Shipping Giant Settles False Delivery Claims


     (CN) – UPS agreed to a $4 million settlement with 14 states and three cities for claims that it charged overnight rates for late deliveries.
     The deal comes on the heels of a $25 million settlement reached earlier this year between UPS and the federal government based on a whistleblower lawsuit that claimed the company had been systematically overcharging government clients since 2004.
     UPS provides delivery services to scores of federal agencies through contracts with the General Services Administration and the U.S. Transportation Command — an agency that supports the U.S. Defense Department.
     The allegations stem from a 2011 complaint filed against UPS by former employee Robert Fulk. He said that the package delivery company made up false reasons for late deliveries and entered incorrect delivery times to make it appear that deliveries arrived on time.
     “From at least 2004, UPS employed these and other techniques to make false claims amounting to hundreds of millions of dollars as well as to avoid paying its promised money-back guarantee to federal, state and local government customers,” according to Fulk’s federal complaint, which was filed in Alexandria, Va.
     Last week’s settlement included the attorneys general of New York, California, Massachusetts, Delaware, Florida, Hawaii, Illinois, Indiana, Minnesota, Montana, New Mexico, North Carolina, Tennessee and Virginia, along with New York City, Chicago and Washington D.C.
     New York will get $1.2 million in the settlement, according to Eric Schneiderman, the state’s attorney general.

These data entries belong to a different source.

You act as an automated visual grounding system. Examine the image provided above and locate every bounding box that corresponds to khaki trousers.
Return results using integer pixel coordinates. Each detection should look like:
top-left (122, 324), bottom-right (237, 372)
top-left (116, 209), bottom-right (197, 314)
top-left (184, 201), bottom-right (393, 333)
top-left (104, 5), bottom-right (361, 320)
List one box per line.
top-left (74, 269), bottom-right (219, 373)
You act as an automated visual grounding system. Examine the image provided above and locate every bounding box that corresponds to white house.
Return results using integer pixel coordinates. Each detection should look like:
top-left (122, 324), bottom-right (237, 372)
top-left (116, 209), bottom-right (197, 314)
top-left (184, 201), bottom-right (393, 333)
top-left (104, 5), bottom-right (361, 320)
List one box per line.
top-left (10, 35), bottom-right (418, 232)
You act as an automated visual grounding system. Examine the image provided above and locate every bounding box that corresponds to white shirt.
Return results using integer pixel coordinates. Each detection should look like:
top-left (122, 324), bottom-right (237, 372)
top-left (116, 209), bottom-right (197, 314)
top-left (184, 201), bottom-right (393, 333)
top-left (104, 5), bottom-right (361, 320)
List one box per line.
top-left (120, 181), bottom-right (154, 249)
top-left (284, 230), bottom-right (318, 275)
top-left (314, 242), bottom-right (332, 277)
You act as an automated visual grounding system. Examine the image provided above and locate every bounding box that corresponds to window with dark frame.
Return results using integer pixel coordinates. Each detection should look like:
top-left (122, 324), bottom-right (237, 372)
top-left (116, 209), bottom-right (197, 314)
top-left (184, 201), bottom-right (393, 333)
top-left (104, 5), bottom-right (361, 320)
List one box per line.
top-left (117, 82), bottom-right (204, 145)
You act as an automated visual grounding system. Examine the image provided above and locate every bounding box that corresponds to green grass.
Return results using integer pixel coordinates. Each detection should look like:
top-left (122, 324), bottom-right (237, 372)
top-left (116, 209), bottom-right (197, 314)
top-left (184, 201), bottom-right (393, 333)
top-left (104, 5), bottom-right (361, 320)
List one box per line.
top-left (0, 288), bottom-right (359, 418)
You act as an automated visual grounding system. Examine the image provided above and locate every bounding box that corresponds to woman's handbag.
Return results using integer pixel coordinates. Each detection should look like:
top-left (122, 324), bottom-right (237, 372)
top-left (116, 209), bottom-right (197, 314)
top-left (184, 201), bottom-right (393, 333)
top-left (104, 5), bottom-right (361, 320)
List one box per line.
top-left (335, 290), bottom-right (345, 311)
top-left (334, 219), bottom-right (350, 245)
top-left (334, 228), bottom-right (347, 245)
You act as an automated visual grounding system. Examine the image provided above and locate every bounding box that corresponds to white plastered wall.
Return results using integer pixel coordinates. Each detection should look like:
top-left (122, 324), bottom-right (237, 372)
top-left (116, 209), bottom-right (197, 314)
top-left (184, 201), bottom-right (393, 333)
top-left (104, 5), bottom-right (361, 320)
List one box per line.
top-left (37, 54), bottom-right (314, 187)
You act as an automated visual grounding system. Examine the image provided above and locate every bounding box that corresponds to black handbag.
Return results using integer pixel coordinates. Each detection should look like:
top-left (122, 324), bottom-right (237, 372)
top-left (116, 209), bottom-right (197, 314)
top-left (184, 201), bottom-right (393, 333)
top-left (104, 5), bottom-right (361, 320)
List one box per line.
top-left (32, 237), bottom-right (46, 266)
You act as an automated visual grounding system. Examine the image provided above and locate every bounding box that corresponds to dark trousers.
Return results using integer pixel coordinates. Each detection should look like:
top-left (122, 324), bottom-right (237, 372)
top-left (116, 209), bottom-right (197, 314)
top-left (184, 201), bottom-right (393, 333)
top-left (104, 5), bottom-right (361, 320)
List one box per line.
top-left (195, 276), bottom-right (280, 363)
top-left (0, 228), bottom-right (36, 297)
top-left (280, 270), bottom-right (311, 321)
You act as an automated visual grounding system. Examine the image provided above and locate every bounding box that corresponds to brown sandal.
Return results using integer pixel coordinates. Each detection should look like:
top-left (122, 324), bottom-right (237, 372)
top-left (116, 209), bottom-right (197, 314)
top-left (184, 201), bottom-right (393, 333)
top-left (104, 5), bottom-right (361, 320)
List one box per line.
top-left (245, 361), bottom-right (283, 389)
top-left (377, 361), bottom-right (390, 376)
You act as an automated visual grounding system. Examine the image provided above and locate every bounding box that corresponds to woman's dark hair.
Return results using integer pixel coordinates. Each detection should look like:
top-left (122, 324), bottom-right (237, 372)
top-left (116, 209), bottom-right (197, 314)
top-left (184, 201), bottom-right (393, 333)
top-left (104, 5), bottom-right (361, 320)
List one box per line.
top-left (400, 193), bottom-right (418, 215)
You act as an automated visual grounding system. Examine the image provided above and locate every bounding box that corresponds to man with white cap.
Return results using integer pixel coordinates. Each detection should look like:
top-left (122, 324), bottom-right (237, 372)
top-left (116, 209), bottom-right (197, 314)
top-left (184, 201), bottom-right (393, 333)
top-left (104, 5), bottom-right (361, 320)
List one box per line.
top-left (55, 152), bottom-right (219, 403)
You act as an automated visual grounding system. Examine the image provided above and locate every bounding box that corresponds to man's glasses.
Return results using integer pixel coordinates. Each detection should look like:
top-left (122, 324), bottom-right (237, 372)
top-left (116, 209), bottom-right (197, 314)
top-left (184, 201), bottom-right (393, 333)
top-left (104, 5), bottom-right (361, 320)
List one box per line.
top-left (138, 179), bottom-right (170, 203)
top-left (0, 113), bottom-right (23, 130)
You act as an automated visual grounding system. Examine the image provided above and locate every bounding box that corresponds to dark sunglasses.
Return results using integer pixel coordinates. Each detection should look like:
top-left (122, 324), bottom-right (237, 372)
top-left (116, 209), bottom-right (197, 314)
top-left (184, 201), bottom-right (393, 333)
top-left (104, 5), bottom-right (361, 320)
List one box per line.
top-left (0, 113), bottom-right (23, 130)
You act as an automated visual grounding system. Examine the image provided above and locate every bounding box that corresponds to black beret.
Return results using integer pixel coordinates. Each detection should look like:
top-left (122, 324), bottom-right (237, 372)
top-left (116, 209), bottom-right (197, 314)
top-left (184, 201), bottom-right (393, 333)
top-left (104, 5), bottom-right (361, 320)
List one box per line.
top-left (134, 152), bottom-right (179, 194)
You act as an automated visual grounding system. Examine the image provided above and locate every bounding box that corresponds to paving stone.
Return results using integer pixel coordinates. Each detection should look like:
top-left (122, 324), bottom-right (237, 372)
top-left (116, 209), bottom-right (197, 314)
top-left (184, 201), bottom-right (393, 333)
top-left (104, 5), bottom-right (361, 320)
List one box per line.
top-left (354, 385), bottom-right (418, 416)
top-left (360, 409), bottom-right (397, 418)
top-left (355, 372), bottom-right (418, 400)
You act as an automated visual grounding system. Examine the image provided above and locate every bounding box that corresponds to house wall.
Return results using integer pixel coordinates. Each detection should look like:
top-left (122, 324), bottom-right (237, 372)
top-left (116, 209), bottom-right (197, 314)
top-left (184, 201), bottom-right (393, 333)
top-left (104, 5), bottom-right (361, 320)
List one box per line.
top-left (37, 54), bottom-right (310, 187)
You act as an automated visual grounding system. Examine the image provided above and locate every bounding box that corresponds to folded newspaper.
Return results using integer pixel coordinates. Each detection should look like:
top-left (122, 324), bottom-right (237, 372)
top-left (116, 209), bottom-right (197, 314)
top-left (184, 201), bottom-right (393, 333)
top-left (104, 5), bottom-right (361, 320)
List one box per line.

     “UPS improperly profited from charging New York State government entities – and ultimately our taxpayers – when its employees failed to meet its guaranteed delivery times for overnight deliveries,” Schneiderman said in a statement. “Corporations that improperly profit at the expense of taxpayers will be held to account.”
     In addition to the settlement payment, UPS implemented training, monitoring, and reporting compliance programs for potential delivery failures or policy violations, according to a press release from Virginia Attorney General Mark Herring.
     UPS says it remains in good standing with the state and municipal governments.
     “We resolved all the claims with UPS on this issue,” UPS spokesperson Susan Rosenberg said. “When we were notified of the issues, UPS focused to improve our training, systems and technology for better customer service. Those actions have been taken.”
     The delivery company disputed the federal government’s claims earlier this year. Its settlement did not include an admission of liability by UPS.
     UPS is the world’s largest package delivery company, averaging 18 million parcels per day worldwide, according to a U.S. Securities and Exchange Commission filing.